2052 – A Global Forecast for the Next Forty Years is a 2012 book describing trends in global development. It is written by Jørgen Randers and is a follow-up to The Limits to Growth, which in 1972 was the first worldwide report by the Club of Rome.

It differs in three ways from the previous report. First, it does not describe an impending disaster scenario, but shows only trends. Secondly, it is to be read in the light of experience since 1972, namely, that all of humanity has responded to the report, but with a delay of 20 to 40 years. Thirdly, it offers not only future scenarios, it makes concrete proposals on how the individual should respond to emerging developments.

Randers repeatedly points out that he does not want to predict specific events, only general trends.

==Global forecast==

- The underlying logic of the prognosis
Randers's reflections are based on two central questions: "What will happen to the consumer over the next 40 years?" and "Under what conditions – in which social and natural environment – will this future consumption take place?" (p. 78). He uses computer models to make sure feedback effects are not overlooked.

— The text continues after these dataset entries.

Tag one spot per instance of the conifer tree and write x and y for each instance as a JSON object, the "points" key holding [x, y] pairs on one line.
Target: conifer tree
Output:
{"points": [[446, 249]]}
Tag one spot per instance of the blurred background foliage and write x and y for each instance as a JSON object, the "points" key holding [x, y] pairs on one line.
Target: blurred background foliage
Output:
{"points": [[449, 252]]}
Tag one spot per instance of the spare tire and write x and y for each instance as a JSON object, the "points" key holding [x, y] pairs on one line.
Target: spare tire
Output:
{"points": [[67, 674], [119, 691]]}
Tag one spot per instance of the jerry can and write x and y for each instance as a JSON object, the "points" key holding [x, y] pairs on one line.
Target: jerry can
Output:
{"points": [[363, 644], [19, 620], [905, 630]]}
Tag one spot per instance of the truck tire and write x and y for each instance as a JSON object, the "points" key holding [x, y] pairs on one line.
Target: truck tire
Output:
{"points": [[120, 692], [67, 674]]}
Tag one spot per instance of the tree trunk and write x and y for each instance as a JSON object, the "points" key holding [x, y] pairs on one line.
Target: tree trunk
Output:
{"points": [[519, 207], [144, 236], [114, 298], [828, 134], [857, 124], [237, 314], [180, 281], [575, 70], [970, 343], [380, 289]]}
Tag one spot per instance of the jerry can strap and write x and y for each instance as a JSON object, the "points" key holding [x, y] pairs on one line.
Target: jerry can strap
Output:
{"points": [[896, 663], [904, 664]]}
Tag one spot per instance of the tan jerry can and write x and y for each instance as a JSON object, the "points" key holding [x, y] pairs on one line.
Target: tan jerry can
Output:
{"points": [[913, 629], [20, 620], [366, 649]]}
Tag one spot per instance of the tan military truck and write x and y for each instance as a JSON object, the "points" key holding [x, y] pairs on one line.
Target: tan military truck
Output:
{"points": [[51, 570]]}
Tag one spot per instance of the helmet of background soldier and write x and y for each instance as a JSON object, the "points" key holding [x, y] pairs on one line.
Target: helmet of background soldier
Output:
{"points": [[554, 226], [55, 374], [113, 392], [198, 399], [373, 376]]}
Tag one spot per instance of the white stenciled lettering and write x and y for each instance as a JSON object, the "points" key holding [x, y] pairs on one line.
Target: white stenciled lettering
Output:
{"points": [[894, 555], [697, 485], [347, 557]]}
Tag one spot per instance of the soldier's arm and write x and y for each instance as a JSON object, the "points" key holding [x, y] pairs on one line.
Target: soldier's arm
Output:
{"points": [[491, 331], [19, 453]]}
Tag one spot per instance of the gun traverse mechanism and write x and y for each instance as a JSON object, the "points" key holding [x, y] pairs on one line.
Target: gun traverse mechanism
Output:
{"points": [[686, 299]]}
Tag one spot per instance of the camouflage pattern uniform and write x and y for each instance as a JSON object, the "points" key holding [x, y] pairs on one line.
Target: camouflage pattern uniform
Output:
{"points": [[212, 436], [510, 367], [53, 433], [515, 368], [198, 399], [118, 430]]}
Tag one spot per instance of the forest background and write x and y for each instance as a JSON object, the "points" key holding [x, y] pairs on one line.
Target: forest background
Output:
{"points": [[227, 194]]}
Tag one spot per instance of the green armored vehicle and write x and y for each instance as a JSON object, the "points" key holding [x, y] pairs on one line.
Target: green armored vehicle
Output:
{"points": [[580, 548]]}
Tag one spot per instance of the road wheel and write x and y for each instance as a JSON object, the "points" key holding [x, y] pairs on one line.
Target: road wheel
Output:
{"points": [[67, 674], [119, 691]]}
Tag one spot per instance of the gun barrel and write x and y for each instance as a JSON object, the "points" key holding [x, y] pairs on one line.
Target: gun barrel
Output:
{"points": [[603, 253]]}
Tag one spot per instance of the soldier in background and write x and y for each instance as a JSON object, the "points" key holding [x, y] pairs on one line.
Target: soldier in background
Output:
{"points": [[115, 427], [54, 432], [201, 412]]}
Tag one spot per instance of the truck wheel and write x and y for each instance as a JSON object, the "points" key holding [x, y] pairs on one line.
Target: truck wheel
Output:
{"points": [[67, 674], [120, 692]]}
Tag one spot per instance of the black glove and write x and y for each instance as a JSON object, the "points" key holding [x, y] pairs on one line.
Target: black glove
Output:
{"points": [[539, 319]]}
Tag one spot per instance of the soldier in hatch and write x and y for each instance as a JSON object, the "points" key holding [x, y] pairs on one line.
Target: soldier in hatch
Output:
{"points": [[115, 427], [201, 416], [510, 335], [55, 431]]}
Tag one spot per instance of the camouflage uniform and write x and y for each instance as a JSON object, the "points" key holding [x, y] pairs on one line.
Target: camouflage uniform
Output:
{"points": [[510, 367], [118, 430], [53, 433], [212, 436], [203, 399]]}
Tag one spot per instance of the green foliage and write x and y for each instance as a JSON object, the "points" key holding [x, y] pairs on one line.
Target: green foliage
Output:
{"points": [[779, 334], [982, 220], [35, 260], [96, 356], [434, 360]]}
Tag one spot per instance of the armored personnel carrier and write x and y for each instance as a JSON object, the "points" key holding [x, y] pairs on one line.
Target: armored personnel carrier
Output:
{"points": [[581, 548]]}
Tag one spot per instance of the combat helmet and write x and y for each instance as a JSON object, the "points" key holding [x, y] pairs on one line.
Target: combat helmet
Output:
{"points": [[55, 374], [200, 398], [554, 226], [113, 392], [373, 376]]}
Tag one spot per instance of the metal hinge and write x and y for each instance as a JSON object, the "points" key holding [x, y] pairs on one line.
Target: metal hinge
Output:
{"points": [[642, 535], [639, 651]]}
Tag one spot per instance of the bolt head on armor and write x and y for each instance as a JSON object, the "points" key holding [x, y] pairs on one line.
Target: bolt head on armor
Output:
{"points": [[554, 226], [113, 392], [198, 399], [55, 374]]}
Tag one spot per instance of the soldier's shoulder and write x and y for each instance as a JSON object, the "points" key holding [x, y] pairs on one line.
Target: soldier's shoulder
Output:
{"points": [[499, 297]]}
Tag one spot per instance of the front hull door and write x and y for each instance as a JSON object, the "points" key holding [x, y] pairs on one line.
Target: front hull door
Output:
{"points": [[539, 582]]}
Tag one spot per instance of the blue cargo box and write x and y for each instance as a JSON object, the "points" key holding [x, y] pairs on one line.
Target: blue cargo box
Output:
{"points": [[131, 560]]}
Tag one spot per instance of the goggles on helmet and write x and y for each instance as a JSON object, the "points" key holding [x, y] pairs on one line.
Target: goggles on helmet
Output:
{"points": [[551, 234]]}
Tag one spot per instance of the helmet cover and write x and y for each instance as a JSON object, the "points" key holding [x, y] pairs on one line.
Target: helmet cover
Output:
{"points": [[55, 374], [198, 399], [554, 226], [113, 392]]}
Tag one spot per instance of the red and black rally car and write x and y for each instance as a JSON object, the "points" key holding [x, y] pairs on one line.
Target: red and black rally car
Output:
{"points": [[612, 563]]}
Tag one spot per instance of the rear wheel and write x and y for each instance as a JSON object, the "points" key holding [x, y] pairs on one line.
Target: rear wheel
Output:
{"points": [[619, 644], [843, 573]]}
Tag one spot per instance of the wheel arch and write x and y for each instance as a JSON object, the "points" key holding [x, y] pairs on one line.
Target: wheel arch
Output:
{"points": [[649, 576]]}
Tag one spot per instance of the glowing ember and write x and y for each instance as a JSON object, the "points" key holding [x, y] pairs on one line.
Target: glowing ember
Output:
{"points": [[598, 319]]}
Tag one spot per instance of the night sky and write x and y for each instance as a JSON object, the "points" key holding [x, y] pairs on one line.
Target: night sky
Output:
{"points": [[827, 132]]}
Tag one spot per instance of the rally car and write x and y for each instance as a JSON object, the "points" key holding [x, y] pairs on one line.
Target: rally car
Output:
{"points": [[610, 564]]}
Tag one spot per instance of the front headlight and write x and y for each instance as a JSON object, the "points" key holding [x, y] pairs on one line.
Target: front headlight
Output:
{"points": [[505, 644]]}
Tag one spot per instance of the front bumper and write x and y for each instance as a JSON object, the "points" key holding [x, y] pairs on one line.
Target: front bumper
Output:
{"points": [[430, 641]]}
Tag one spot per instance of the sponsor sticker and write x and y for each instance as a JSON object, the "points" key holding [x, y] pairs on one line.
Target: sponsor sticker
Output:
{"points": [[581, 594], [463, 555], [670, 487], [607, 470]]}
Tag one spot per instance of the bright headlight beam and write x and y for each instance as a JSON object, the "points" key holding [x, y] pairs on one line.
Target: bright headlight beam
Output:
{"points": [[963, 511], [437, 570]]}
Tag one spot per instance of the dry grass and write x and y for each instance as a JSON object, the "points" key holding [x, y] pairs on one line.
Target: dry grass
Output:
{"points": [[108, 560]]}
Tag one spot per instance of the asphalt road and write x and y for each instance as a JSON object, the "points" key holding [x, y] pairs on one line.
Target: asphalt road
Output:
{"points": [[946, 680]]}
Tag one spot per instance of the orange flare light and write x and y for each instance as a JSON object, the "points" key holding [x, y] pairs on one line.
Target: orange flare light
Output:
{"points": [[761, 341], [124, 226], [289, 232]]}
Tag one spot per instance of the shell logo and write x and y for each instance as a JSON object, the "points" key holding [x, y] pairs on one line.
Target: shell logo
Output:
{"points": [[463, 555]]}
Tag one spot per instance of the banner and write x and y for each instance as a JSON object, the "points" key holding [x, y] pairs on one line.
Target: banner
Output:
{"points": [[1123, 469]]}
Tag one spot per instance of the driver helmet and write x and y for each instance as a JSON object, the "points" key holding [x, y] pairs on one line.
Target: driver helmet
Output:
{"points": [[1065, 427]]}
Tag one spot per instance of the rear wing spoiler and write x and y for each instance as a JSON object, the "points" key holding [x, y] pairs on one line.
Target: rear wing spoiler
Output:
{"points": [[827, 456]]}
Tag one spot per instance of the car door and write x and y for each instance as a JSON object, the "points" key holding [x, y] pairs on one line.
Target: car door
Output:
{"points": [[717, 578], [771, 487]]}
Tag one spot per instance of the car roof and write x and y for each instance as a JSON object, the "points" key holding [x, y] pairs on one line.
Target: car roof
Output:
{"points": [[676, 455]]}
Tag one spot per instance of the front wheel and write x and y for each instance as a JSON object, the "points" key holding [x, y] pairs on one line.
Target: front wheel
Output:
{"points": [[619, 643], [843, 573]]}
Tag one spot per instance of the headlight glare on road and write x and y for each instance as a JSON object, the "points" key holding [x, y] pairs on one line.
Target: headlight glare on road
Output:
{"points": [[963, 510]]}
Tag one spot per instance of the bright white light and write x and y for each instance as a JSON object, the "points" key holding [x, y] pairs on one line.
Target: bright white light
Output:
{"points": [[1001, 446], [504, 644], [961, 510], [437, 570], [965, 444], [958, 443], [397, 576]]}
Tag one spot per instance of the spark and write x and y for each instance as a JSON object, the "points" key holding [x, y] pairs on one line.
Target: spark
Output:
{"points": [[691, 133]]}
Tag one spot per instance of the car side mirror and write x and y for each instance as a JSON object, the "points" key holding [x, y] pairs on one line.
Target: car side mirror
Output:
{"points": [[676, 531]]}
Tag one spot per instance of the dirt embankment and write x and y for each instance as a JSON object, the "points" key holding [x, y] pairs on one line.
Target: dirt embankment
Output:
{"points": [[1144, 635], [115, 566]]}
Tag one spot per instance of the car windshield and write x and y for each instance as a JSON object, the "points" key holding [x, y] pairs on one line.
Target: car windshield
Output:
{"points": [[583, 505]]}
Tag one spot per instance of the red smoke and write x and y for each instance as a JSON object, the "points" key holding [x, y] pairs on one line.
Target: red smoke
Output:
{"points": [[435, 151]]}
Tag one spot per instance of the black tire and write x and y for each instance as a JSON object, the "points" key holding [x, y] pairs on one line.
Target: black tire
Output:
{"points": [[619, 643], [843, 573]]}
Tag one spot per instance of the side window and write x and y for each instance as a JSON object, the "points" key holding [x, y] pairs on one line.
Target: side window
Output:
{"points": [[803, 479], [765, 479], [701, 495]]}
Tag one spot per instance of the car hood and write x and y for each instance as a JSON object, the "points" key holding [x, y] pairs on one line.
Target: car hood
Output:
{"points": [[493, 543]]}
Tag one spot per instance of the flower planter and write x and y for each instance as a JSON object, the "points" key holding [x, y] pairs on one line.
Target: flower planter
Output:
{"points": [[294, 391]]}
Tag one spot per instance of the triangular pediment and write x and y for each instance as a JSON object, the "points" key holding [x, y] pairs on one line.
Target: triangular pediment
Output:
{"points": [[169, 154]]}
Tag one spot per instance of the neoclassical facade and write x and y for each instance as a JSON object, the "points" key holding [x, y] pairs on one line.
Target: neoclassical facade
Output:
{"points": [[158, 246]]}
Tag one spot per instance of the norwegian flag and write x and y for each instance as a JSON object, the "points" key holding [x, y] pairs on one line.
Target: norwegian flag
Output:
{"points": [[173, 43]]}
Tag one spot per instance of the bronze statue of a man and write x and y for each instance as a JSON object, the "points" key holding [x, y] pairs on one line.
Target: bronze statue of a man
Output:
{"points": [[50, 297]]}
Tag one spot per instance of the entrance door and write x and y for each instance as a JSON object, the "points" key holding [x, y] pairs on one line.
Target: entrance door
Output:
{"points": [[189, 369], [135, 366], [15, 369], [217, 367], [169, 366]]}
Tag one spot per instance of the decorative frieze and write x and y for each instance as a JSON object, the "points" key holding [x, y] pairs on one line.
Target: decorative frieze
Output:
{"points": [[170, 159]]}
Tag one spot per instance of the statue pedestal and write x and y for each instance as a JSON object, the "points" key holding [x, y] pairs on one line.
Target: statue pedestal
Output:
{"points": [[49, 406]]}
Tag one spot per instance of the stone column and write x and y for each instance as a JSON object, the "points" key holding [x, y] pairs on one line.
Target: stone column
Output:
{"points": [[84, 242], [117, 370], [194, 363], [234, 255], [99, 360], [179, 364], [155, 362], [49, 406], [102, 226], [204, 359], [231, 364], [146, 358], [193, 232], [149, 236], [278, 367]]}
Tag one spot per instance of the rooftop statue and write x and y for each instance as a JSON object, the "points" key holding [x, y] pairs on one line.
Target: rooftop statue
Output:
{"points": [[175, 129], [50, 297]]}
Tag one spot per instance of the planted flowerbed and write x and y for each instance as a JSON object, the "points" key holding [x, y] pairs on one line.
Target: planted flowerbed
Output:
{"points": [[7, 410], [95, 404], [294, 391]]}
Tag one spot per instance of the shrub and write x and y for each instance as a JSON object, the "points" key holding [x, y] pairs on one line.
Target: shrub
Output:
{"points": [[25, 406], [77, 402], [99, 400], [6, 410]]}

- Forecast on population and consumption
World population will decline from about 2040.
The working population will peak around 2030.
Productivity will grow, but encounter obstacles.
The gross domestic product will grow, but more and more slowly.
Investments – forced and voluntary – will increase.
New costs will be incurred.
Adaptation and disaster costs will rise rapidly.
The state will become more involved.
Consumption will stagnate and decline in some places.

- Forecast on energy and CO_{2}
Energy efficiency will continue to increase. Energy demand is expected to rise, but not indefinitely. CO_{2} emissions from energy consumption will peak in 2030. The average global temperature will rise by more than two degrees, causing serious problems.

- Forecast on nutrition and ecological footprint
The race for natural resources will be hard, the biocapacity of the world will be exploited more and more. The cities will become richer sources of raw materials for metal than the mineral deposits in nature (urban mining). In the same way that zoos have already become the last refuge for many endangered species, parks will assume this role for nature in general.

- The non-physical future
Randers argues that the global gross domestic product will fail to increase as it has in the past because of population decline, general aging and declining productivity growth.

The Internet will give rise to a completely new understanding of what is private and public. Knowledge will not be a scarce resource any more, but this will not lead to more rational decisions in most cases because knowledge on its own is not sufficient to change behavior when strong interests are involved. Therefore, it is likely that a "greenkeeping force" will be set up to enforce environmentally positive behavior, similar to the peacekeeping forces (blue berets) of today.

==What can be done?==
Randers references UN recommendations and gives 20 pieces of advice concerning individual behavior.

In short words he states:

Concretely, in order to create a better world for our grandchildren, we should:

1. Have fewer children, especially in the rich world.
2. Reduce the ecological footprint, first by slowing the use of coal, oil and gas in the rich world.
3. Construct a low-carbon energy system in the poor world, paid for by the rich.
4. Create institutions that counter national short-termism.

But most importantly, the coming crisis should be used to develop new goals for modern society. To remind us all that the purpose of society is to increase total life satisfaction, not primarily to have each person contribute to the economic gross domestic product.